Late Father Stan Swamy’s computer was compromised by the same attacker who hacked the computers of co-accused Rona Wilson and Surendra Gadling in the Bhima Koregaon caste violence case, U.S.-based digital forensics firm, Arsenal Consulting, has found.
Fr. Swamy, 82, a Jesuit priest and tribal rights activist, was arrested by the National Investigation Agency (NIA) from his home in Ranchi on October 8, 2020. While in judicial custody, he died at a private hospital when being treated for COVID-19, on July 5, 2021. The Chelsea-based company was engaged by Fr. Swamy’s defence team to analyse electronic evidence seized from his home by the Pune Police on June 12, 2019. On February 10, 2021, the same consultancy had found that a hacker controlled Mr. Wilson’s computer for a period of 22 months to plant documents, which led to an investigation that supposedly unraveiled a Communist Party of India (Maoist) conspiracy to eliminate Prime Minister Narendra Modi “in another Rajiv Gandhi type incident”.
According to the report released on December 11, 2022, Arsenal Consulting’s analysis showed that Fr. Stanislaus Lourduswamy’s computer was compromised from October 19, 2014 till his computer was seized by Pune police on June 12, 2019. “The attacker responsible for compromising Fr. Swamy’s computer had extensive resources (including time) and it is obvious that their primary goals were surveillance and incriminating document delivery,” the report points out.
The forensic investigation has connected that the same attacker hacked the computers of Mr. Wilson, Mr. Gadling and Fr. Stan’s computers by using significant malware infrastructure which was deployed over the course of over six years. The Hindu has a copy of the report that discloses, “Fr. Swamy’s computer was first compromised by the attacker on October 19, 2014 when he opened a document weaponized with NetWire.”
NetWire is a popular multi-platform Remote Access Trojan (RAT) system. Its features include uploading and downloading files, remote shells, keylogging, proxy chaining (making the identification of attackers more difficult), “stealth” screenshots, and password “recovery”. The NetWire found that Fr. Swamy’s execution was identical to the embedded documents emailed to Mr. Wilson on November 16 and 28, 2014.
Arsenal found and decrypted NetWire logs from Fr. Swamy’s computer which covered 383 days between July 21, 2015 and June 11, 2019. NetWire logs are 12 files used for surveillance purposes and contain keystrokes and other information related to the victim. The activity captured in these logs included Fr. Swamy browsing websites, submitting passwords, composing emails, and editing documents.

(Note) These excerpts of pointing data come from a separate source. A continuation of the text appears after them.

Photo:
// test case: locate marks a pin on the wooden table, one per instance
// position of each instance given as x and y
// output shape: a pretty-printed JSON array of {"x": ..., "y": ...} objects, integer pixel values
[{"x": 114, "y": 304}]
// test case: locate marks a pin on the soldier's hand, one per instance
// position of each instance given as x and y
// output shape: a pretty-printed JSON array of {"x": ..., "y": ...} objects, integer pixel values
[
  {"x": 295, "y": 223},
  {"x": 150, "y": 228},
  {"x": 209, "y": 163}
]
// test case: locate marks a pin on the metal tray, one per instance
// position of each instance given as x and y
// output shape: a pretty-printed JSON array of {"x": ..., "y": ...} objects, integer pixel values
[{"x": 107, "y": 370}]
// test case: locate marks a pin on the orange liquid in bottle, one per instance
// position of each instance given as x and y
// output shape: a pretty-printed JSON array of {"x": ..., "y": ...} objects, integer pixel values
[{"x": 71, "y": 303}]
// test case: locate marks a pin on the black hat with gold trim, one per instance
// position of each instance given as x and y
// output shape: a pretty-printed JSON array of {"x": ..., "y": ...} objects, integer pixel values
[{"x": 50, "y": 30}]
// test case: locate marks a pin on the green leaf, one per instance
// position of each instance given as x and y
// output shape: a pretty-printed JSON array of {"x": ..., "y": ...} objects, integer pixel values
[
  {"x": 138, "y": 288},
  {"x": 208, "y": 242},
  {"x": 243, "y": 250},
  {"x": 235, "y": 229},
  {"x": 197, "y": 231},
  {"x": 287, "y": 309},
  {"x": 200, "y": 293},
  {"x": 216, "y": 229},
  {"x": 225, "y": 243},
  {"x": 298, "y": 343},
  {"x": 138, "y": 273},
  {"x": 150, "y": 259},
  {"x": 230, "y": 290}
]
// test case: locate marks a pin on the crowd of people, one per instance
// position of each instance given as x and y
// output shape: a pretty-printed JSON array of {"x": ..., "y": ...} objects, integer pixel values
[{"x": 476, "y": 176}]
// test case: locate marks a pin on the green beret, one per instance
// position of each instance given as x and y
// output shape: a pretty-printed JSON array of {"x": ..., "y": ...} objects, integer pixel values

The 25-page report mentions, “In the Bhima Koregaon case, the attacker used C2 servers - which is a computer system (often virtual) used by an attacker to send and receive data to and from compromised electronic devices. This was used to control malware (e.g. the DarkComet and NetWire RATs), to receive files for surveillance purposes, and to host incriminating files for deployment to victims. The attacker’s surveillance of Fr. Swamy’s removable storage devices and the secondary volume of his computer was quite extensive, involving at least 13 removable storage devices (thumb drives and external hard drives) and over 24,000 files and folders.”
“Arsenal located the incriminating documents on Fr’s computer, as they were delivered using the same 14 methodologies used by the attacker to deliver incriminating documents to Mr. Wilson and Mr. Gadling’s computers,” the report reads.